Economic changes in the health care climate have dramatically affected the practice of nursing as cost-containment considerations have shortened the hospital length of stay. Many hospitals have adopted a practice of 12- to 24-hour discharge after delivery coordinated with home health care follow-up.
This combination of advancing technology, pregnancy risk factors, and changing economics challenges the nurse to be a highly skilled clinician and outstanding communicator.
 
TERMINOLOGY USED IN MATERNITY NURSING
  • Gestation—pregnancy or maternal condition of having a developing fetus in the body.
  • Embryo—human conceptus up to the 10th week of gestation (8th week postconception).
  • Fetus—human conceptus from 10th week of gestation (8th week postconception) until delivery.
  • Viability—capability of living, usually accepted as 24 weeks, although survival is rare.
  • Gravida (G)—woman who is or has been pregnant, regardless of pregnancy outcome.
  • Nulligravida—woman who is not now and never has been pregnant.
  • Primigravida—woman pregnant for the first time.
  • Multigravida—woman who has been pregnant more than once.
  • Para (P)—refers to past pregnancies that have reached viability.

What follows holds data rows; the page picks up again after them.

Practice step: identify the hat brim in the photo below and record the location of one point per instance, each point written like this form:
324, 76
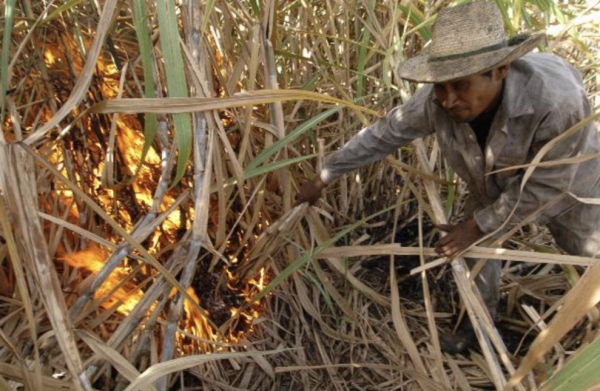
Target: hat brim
420, 69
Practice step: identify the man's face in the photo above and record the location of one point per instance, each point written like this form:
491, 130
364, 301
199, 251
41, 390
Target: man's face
467, 98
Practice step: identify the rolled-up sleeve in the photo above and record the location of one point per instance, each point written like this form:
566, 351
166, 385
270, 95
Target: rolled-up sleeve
399, 127
547, 186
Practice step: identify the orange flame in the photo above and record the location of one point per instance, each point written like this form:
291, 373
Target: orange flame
114, 291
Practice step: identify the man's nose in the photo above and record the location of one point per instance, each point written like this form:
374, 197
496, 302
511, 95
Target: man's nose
449, 99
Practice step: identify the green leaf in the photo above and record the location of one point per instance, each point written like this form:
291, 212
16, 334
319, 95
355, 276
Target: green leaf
176, 81
140, 22
300, 130
580, 372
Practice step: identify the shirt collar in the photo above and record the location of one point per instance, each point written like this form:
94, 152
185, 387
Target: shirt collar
516, 100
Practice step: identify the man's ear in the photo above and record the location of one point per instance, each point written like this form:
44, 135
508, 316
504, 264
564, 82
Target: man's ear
502, 72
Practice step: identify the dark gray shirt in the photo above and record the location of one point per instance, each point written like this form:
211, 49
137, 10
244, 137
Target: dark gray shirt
543, 97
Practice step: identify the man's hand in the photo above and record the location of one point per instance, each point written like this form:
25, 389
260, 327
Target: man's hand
310, 191
459, 239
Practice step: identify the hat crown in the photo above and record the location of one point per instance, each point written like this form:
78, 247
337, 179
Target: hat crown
467, 29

  • Nullipara—woman who has never completed a pregnancy to the period of viability. The woman may or may not have experienced an abortion.
  • Primipara—woman who has completed one pregnancy to the period of viability regardless of the number of infants delivered and regardless of the infant being live or stillborn.
  • Multipara—woman who has completed two or more pregnancies to the stage of viability.
  • Living children—refers to the number of children a woman has delivered who are living.
A woman who is pregnant for the first time is a primigravida and is described as Gravida 1 Para 0 (or G1P0). A woman who delivered one fetus carried to the period of viability and who is pregnant again is described as Gravida 2, Para 1. A woman with two pregnancies ending in abortions and no viable children is Gravida 2, Para 0.